By learning the symbolic language of dreams, a person learns to see what is going on within at an unconscious level and even discovers what needs to be done about it. Jung demonstrated that myths also are symbolic expressions of the unconscious. But, though a dream expresses the dynamics within an individual, a myth expresses the dynamics within the collective mind of a society, culture, or race.

A myth is the collective "dream" of an entire people at a certain point in their history. It is as though the entire population dreamed together, and that "dream," the myth, burst forth through its poetry, songs, and stories.
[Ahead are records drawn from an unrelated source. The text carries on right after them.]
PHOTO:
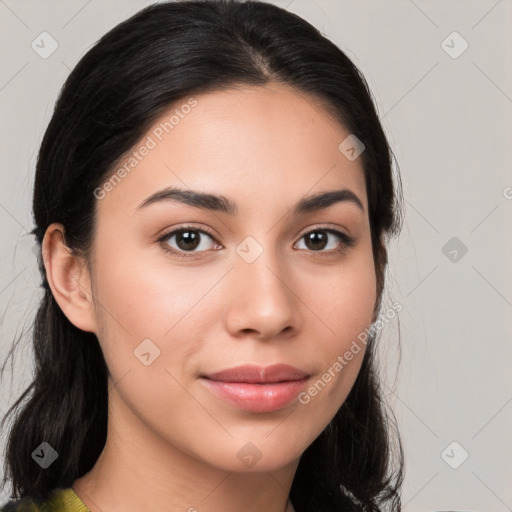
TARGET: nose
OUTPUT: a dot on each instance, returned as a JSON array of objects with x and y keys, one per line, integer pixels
[{"x": 262, "y": 299}]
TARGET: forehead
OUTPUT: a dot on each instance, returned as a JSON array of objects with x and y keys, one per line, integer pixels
[{"x": 262, "y": 146}]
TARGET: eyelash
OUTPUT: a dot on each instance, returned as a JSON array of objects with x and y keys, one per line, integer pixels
[{"x": 347, "y": 241}]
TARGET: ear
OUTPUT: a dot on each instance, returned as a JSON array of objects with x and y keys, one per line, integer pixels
[
  {"x": 380, "y": 272},
  {"x": 69, "y": 279}
]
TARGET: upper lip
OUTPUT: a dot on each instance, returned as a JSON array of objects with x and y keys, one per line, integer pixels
[{"x": 258, "y": 374}]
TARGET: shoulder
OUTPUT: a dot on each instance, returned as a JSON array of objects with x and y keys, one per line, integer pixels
[{"x": 58, "y": 500}]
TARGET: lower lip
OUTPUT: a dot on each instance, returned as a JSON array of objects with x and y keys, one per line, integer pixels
[{"x": 256, "y": 397}]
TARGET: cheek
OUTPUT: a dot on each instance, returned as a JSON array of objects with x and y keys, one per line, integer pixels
[{"x": 141, "y": 298}]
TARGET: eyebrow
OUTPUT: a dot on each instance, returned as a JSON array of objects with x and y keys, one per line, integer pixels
[{"x": 222, "y": 204}]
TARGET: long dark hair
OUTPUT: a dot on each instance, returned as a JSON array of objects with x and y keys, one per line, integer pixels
[{"x": 131, "y": 76}]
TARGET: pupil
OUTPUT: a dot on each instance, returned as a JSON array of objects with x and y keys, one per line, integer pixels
[
  {"x": 190, "y": 239},
  {"x": 316, "y": 237}
]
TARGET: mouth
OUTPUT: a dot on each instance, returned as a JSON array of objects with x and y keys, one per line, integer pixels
[{"x": 257, "y": 389}]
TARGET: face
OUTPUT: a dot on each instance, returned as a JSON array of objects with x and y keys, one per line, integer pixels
[{"x": 262, "y": 282}]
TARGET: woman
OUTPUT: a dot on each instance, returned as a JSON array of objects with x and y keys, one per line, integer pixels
[{"x": 212, "y": 200}]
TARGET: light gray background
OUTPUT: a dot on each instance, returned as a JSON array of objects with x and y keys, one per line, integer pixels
[{"x": 449, "y": 123}]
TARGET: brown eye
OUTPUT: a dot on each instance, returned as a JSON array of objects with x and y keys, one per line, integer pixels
[
  {"x": 186, "y": 240},
  {"x": 320, "y": 238}
]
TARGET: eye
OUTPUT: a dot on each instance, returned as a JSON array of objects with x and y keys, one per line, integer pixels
[
  {"x": 187, "y": 239},
  {"x": 318, "y": 239}
]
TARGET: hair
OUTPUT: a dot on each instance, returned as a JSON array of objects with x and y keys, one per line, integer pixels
[{"x": 122, "y": 85}]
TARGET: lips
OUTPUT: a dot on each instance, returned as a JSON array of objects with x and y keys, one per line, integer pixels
[
  {"x": 253, "y": 374},
  {"x": 257, "y": 389}
]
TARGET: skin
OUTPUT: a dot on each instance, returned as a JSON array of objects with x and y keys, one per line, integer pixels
[{"x": 171, "y": 442}]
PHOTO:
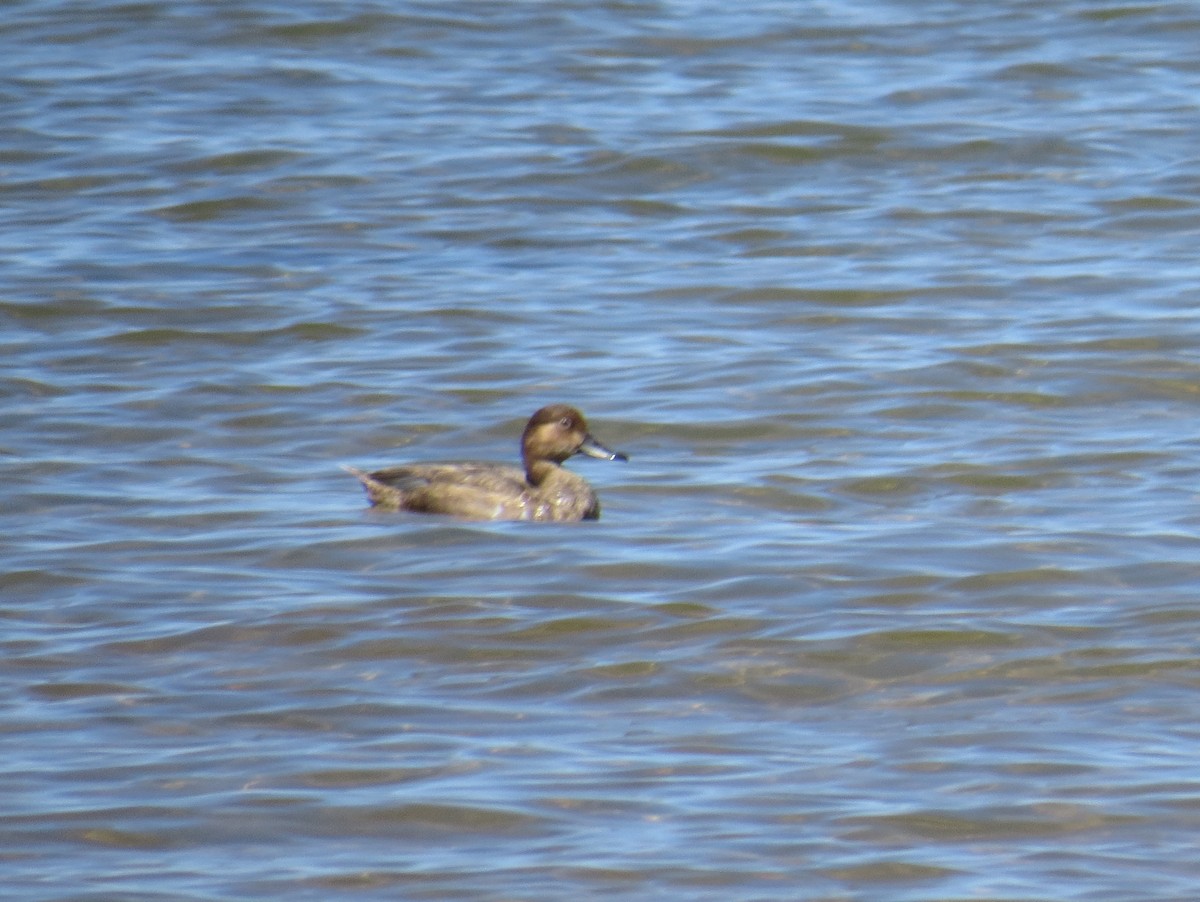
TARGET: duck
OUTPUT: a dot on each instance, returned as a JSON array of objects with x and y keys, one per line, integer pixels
[{"x": 540, "y": 489}]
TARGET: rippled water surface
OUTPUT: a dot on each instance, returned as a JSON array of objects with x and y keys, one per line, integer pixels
[{"x": 892, "y": 305}]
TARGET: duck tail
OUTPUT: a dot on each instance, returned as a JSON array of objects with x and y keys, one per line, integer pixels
[{"x": 378, "y": 493}]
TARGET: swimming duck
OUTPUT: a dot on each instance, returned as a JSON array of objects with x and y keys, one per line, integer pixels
[{"x": 541, "y": 491}]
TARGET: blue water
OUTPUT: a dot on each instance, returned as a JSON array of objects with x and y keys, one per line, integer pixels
[{"x": 892, "y": 307}]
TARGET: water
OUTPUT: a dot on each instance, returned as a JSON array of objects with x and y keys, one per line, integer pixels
[{"x": 891, "y": 305}]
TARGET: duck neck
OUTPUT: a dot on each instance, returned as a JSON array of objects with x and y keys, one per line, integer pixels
[{"x": 538, "y": 471}]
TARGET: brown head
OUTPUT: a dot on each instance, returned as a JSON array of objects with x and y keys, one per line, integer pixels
[{"x": 555, "y": 433}]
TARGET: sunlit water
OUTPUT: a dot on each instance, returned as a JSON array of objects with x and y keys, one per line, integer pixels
[{"x": 892, "y": 306}]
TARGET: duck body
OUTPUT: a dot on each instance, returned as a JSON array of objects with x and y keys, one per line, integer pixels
[{"x": 540, "y": 491}]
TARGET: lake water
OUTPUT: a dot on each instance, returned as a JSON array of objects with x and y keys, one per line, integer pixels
[{"x": 892, "y": 305}]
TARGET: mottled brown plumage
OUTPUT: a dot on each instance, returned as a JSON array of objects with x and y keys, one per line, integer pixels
[{"x": 543, "y": 491}]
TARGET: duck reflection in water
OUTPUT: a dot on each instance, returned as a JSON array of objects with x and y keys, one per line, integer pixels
[{"x": 543, "y": 491}]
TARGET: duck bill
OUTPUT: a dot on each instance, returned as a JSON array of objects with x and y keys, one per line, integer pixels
[{"x": 594, "y": 449}]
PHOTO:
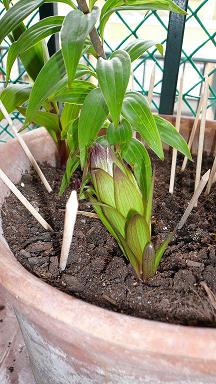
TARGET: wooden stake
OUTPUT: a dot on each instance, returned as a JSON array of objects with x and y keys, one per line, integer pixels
[
  {"x": 211, "y": 178},
  {"x": 25, "y": 148},
  {"x": 24, "y": 201},
  {"x": 69, "y": 223},
  {"x": 201, "y": 134},
  {"x": 178, "y": 122},
  {"x": 194, "y": 199},
  {"x": 151, "y": 85},
  {"x": 193, "y": 131}
]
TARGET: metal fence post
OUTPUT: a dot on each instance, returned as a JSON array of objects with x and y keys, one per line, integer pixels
[
  {"x": 172, "y": 59},
  {"x": 46, "y": 10}
]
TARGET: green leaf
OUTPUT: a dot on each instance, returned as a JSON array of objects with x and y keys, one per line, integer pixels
[
  {"x": 115, "y": 218},
  {"x": 137, "y": 156},
  {"x": 127, "y": 195},
  {"x": 75, "y": 29},
  {"x": 137, "y": 235},
  {"x": 92, "y": 3},
  {"x": 119, "y": 5},
  {"x": 171, "y": 136},
  {"x": 72, "y": 136},
  {"x": 69, "y": 113},
  {"x": 14, "y": 96},
  {"x": 13, "y": 17},
  {"x": 148, "y": 265},
  {"x": 46, "y": 83},
  {"x": 104, "y": 187},
  {"x": 71, "y": 167},
  {"x": 138, "y": 47},
  {"x": 137, "y": 111},
  {"x": 76, "y": 94},
  {"x": 113, "y": 77},
  {"x": 120, "y": 135},
  {"x": 92, "y": 116},
  {"x": 32, "y": 36},
  {"x": 162, "y": 248},
  {"x": 117, "y": 235}
]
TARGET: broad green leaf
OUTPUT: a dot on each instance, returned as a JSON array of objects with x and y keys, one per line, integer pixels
[
  {"x": 14, "y": 96},
  {"x": 92, "y": 116},
  {"x": 71, "y": 167},
  {"x": 120, "y": 5},
  {"x": 137, "y": 235},
  {"x": 117, "y": 235},
  {"x": 92, "y": 3},
  {"x": 137, "y": 156},
  {"x": 137, "y": 111},
  {"x": 46, "y": 83},
  {"x": 75, "y": 29},
  {"x": 120, "y": 134},
  {"x": 113, "y": 77},
  {"x": 13, "y": 17},
  {"x": 76, "y": 94},
  {"x": 34, "y": 58},
  {"x": 148, "y": 262},
  {"x": 162, "y": 248},
  {"x": 115, "y": 218},
  {"x": 104, "y": 187},
  {"x": 45, "y": 119},
  {"x": 69, "y": 113},
  {"x": 32, "y": 36},
  {"x": 169, "y": 135},
  {"x": 138, "y": 47},
  {"x": 127, "y": 195},
  {"x": 72, "y": 136}
]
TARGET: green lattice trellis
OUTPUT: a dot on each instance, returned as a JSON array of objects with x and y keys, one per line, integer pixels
[{"x": 190, "y": 97}]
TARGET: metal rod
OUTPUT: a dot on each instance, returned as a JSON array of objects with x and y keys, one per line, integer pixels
[{"x": 172, "y": 59}]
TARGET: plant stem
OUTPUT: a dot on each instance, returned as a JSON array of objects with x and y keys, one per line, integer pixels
[{"x": 94, "y": 36}]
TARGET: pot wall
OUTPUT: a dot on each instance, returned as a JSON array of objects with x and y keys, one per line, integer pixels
[{"x": 72, "y": 342}]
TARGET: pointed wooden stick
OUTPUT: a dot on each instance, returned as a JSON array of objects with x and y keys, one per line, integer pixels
[
  {"x": 211, "y": 178},
  {"x": 69, "y": 223},
  {"x": 178, "y": 122},
  {"x": 24, "y": 201},
  {"x": 202, "y": 134},
  {"x": 194, "y": 199},
  {"x": 91, "y": 215},
  {"x": 151, "y": 85},
  {"x": 25, "y": 148},
  {"x": 193, "y": 131}
]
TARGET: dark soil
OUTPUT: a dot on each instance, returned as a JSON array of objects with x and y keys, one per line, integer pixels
[{"x": 98, "y": 273}]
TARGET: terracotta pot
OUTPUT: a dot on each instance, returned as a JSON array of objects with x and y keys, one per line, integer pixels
[{"x": 70, "y": 341}]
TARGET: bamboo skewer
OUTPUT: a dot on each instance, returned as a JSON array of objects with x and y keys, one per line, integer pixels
[
  {"x": 69, "y": 223},
  {"x": 194, "y": 199},
  {"x": 178, "y": 122},
  {"x": 201, "y": 134},
  {"x": 151, "y": 86},
  {"x": 25, "y": 148},
  {"x": 211, "y": 177},
  {"x": 24, "y": 201},
  {"x": 193, "y": 132}
]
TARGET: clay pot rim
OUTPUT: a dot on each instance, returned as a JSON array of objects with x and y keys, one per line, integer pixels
[{"x": 103, "y": 324}]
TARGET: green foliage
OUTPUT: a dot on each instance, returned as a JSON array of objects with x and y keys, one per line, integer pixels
[
  {"x": 137, "y": 111},
  {"x": 32, "y": 36},
  {"x": 113, "y": 77},
  {"x": 121, "y": 206},
  {"x": 112, "y": 6}
]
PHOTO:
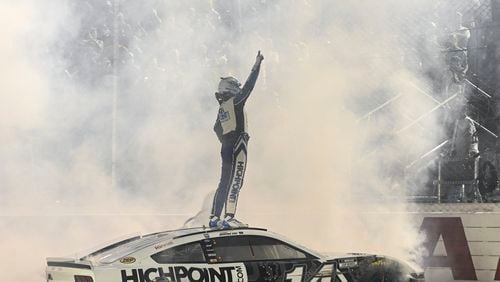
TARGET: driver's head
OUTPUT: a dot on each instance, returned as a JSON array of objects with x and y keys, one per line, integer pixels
[{"x": 228, "y": 88}]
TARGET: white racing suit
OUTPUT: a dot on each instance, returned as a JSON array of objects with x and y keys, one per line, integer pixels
[{"x": 230, "y": 128}]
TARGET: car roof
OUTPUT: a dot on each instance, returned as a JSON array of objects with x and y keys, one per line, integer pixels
[{"x": 131, "y": 245}]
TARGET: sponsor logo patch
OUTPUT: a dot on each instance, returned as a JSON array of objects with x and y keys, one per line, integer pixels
[
  {"x": 127, "y": 260},
  {"x": 234, "y": 273}
]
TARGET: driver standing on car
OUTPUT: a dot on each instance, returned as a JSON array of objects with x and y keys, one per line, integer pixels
[{"x": 231, "y": 130}]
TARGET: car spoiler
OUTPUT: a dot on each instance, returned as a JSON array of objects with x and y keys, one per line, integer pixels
[{"x": 69, "y": 262}]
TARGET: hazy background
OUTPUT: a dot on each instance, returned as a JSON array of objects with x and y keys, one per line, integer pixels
[{"x": 318, "y": 173}]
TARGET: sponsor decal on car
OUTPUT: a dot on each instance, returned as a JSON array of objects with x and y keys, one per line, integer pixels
[
  {"x": 226, "y": 273},
  {"x": 127, "y": 260}
]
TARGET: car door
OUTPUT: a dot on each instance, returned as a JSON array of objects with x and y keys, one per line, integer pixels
[
  {"x": 189, "y": 262},
  {"x": 265, "y": 258}
]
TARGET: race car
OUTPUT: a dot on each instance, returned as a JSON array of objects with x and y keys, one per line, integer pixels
[{"x": 234, "y": 255}]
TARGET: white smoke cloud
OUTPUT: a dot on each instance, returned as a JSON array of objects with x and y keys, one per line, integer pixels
[{"x": 306, "y": 147}]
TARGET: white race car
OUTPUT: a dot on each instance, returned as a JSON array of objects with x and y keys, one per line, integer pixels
[{"x": 234, "y": 255}]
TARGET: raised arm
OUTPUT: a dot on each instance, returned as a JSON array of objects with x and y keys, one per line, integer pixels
[{"x": 250, "y": 83}]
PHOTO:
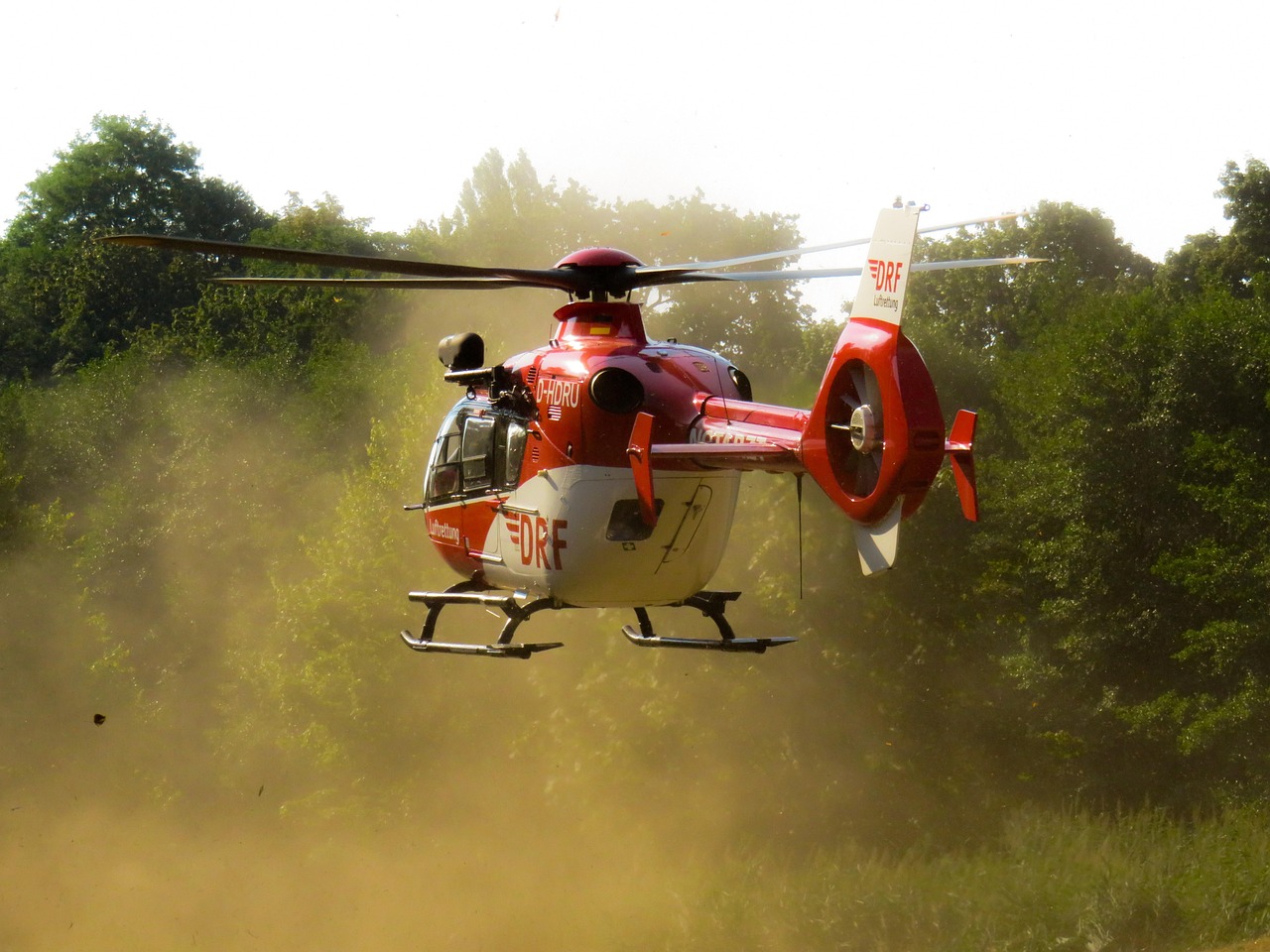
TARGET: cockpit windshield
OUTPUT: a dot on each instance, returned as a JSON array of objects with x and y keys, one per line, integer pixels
[{"x": 477, "y": 451}]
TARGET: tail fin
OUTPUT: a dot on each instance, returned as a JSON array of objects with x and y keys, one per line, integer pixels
[{"x": 874, "y": 436}]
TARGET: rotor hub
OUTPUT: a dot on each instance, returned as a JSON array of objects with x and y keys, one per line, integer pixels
[{"x": 864, "y": 429}]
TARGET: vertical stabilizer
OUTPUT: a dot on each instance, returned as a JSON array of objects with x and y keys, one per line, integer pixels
[{"x": 876, "y": 542}]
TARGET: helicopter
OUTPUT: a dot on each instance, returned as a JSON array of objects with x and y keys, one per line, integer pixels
[{"x": 602, "y": 468}]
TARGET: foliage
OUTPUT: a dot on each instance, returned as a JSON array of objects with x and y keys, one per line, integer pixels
[
  {"x": 216, "y": 475},
  {"x": 64, "y": 298}
]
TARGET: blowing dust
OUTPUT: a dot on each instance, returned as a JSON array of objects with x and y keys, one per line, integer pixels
[{"x": 213, "y": 738}]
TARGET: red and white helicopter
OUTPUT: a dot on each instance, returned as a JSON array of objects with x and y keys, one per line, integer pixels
[{"x": 602, "y": 468}]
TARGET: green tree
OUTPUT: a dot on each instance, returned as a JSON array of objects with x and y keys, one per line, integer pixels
[
  {"x": 1230, "y": 262},
  {"x": 289, "y": 325},
  {"x": 64, "y": 298}
]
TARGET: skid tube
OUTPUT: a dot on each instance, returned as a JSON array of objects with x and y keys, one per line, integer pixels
[
  {"x": 711, "y": 604},
  {"x": 471, "y": 593},
  {"x": 467, "y": 593}
]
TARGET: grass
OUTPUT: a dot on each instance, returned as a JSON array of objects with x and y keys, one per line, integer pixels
[{"x": 1076, "y": 883}]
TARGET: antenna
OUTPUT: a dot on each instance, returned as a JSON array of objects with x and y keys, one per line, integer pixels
[{"x": 798, "y": 493}]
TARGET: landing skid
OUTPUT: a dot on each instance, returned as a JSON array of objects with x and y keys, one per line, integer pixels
[
  {"x": 711, "y": 604},
  {"x": 470, "y": 593}
]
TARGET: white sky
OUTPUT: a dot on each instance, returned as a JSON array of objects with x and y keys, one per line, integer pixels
[{"x": 821, "y": 109}]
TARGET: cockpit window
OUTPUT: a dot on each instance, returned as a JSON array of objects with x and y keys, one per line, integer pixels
[{"x": 476, "y": 453}]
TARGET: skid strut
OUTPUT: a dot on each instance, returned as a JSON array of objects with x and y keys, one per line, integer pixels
[
  {"x": 468, "y": 594},
  {"x": 711, "y": 604}
]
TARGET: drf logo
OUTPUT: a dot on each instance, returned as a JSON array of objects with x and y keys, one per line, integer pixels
[
  {"x": 885, "y": 275},
  {"x": 538, "y": 539}
]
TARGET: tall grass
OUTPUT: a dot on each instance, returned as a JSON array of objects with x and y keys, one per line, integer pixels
[{"x": 1056, "y": 883}]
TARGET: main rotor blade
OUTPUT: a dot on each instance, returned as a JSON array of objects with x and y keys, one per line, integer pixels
[
  {"x": 834, "y": 245},
  {"x": 807, "y": 273},
  {"x": 531, "y": 277},
  {"x": 389, "y": 284}
]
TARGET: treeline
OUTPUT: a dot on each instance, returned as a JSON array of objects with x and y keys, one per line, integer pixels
[{"x": 200, "y": 488}]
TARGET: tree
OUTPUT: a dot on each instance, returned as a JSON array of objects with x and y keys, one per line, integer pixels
[
  {"x": 1233, "y": 261},
  {"x": 66, "y": 299}
]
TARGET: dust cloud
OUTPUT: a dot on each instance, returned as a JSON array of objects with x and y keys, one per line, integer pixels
[{"x": 212, "y": 737}]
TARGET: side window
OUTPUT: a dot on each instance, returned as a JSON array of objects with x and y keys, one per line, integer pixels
[
  {"x": 513, "y": 452},
  {"x": 444, "y": 470},
  {"x": 477, "y": 453}
]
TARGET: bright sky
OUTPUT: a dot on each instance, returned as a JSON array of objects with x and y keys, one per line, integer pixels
[{"x": 821, "y": 109}]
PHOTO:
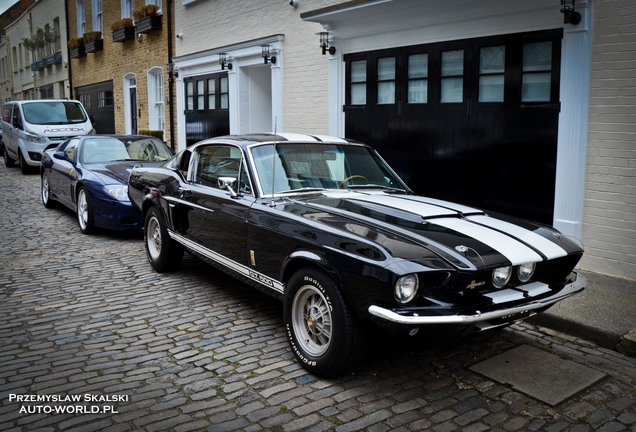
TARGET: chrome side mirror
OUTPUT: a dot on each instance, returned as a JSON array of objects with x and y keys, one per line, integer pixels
[{"x": 229, "y": 184}]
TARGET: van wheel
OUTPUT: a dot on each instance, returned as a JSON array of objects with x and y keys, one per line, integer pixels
[
  {"x": 24, "y": 167},
  {"x": 8, "y": 162}
]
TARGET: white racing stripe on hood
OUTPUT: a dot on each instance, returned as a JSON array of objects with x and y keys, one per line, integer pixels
[
  {"x": 516, "y": 252},
  {"x": 423, "y": 209},
  {"x": 542, "y": 244},
  {"x": 447, "y": 204}
]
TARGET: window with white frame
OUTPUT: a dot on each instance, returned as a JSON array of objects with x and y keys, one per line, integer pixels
[
  {"x": 97, "y": 15},
  {"x": 127, "y": 7},
  {"x": 81, "y": 18},
  {"x": 155, "y": 2},
  {"x": 156, "y": 100}
]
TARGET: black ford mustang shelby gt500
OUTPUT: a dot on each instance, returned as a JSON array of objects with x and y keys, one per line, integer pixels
[{"x": 326, "y": 225}]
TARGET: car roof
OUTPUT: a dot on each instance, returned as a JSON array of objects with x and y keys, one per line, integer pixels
[{"x": 259, "y": 138}]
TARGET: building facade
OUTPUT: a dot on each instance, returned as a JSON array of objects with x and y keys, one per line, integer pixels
[
  {"x": 486, "y": 103},
  {"x": 609, "y": 217},
  {"x": 119, "y": 63},
  {"x": 35, "y": 64}
]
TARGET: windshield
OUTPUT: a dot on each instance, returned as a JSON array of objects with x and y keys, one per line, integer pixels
[
  {"x": 53, "y": 112},
  {"x": 111, "y": 149},
  {"x": 306, "y": 167}
]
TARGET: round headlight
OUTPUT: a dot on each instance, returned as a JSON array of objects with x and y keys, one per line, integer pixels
[
  {"x": 406, "y": 288},
  {"x": 525, "y": 272},
  {"x": 501, "y": 276}
]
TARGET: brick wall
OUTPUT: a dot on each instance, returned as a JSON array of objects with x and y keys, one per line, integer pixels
[
  {"x": 609, "y": 230},
  {"x": 119, "y": 59}
]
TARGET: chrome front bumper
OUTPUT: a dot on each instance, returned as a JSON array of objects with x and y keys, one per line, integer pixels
[{"x": 511, "y": 314}]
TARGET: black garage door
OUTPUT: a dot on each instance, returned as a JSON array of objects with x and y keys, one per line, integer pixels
[
  {"x": 98, "y": 101},
  {"x": 207, "y": 112},
  {"x": 473, "y": 121}
]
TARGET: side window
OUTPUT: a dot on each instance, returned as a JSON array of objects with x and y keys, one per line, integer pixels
[
  {"x": 6, "y": 113},
  {"x": 71, "y": 149},
  {"x": 216, "y": 161},
  {"x": 17, "y": 119}
]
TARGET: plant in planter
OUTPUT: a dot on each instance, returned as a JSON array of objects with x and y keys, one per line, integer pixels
[
  {"x": 76, "y": 47},
  {"x": 123, "y": 30},
  {"x": 147, "y": 18},
  {"x": 93, "y": 41}
]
But a myth not only lives in literature and imagination, it immediately finds its way into the behavior and attitudes of the culture-into the practical daily lives of the people.

The myth of Tristan and Iseult is a profound expression of the Western psyche. It tells us a lot about "what makes us tick." It is a vivid, panoramic view of the psychological forces at work in the unconscious of Western people for the last thousand years of our history. Above all, this myth gives us a painfully accurate picture of romantic love--why it came into our culture, what it is, and why it isn't working very well.

Our myth shows us that romantic love is a necessary ingredient in the evolution of the Western psyche. We will achieve wholeness and will move on to the next step in our evolution of consciousness only when we learn to live consciously with romantic love--that is, with the vast psychological forces that it represents. In the evolution of consciousness, our greatest problem is always our richest opportunity.

Zen teaches that inner growth always involves an experience of "a red-hot coal stuck in the throat. In our development we always come to a problem, an obstacle, that goes so deep that we "can't swallow it and can't cough it up." This exactly fits our Western experience of romantic love: We can't live with it, and we can’t live without it--we can't swallow it, and can't cough it up! This "hot coal" in our throats alerts us that a tremendous evolutional potential is trying to manifest itself.

After many years of living in the rich world of the psyche and learning its laws, Carl Jung saw a vast evolutional Power at work in the psychic universe. He saw that the human psyche strives always toward wholeness, strives to complete itself and become more conscious. The unconscious mind seeks to move its contents up to the level of consciousness, where they can be actualized and assimilated into a more complete conscious personality. Each person's psyche has an inborn evolutional urge to grow, to integrate the contents of the unconscious, to bring together all the missing parts of the total individual into a complete, whole, and conscious self.

Jung teaches us that the unconscious is the source: the primal matter from which our conscious minds and ego personalities have evolved. All the values, ideas, feelings, capacities, and attitudes that we have developed into functioning parts of our conscious personalities originated in the raw, primal material of the unconscious.

To get a clear image of this, we may picture a coral island that gradually rises out of the sea. The ocean slowly creates this island out of its own matter and pushes it finally above the water into the sunlight. After centuries, topsoil and plant life develop, animals and people appear, and the little island becomes a tiny center of human life and consciousness. Like the vast ocean, the collective unconscious gives birth to a tiny island; it is the conscious psyche, the ego, the "I" – the part of me that is aware of itself.

This little ego-mind, surrounded by the vastness of the unconscious, has a high and noble task, a special destiny to live out. Its role in this evolution is to integrate more and more of the unconscious until the conscious mind truly reflects the wholeness of the self.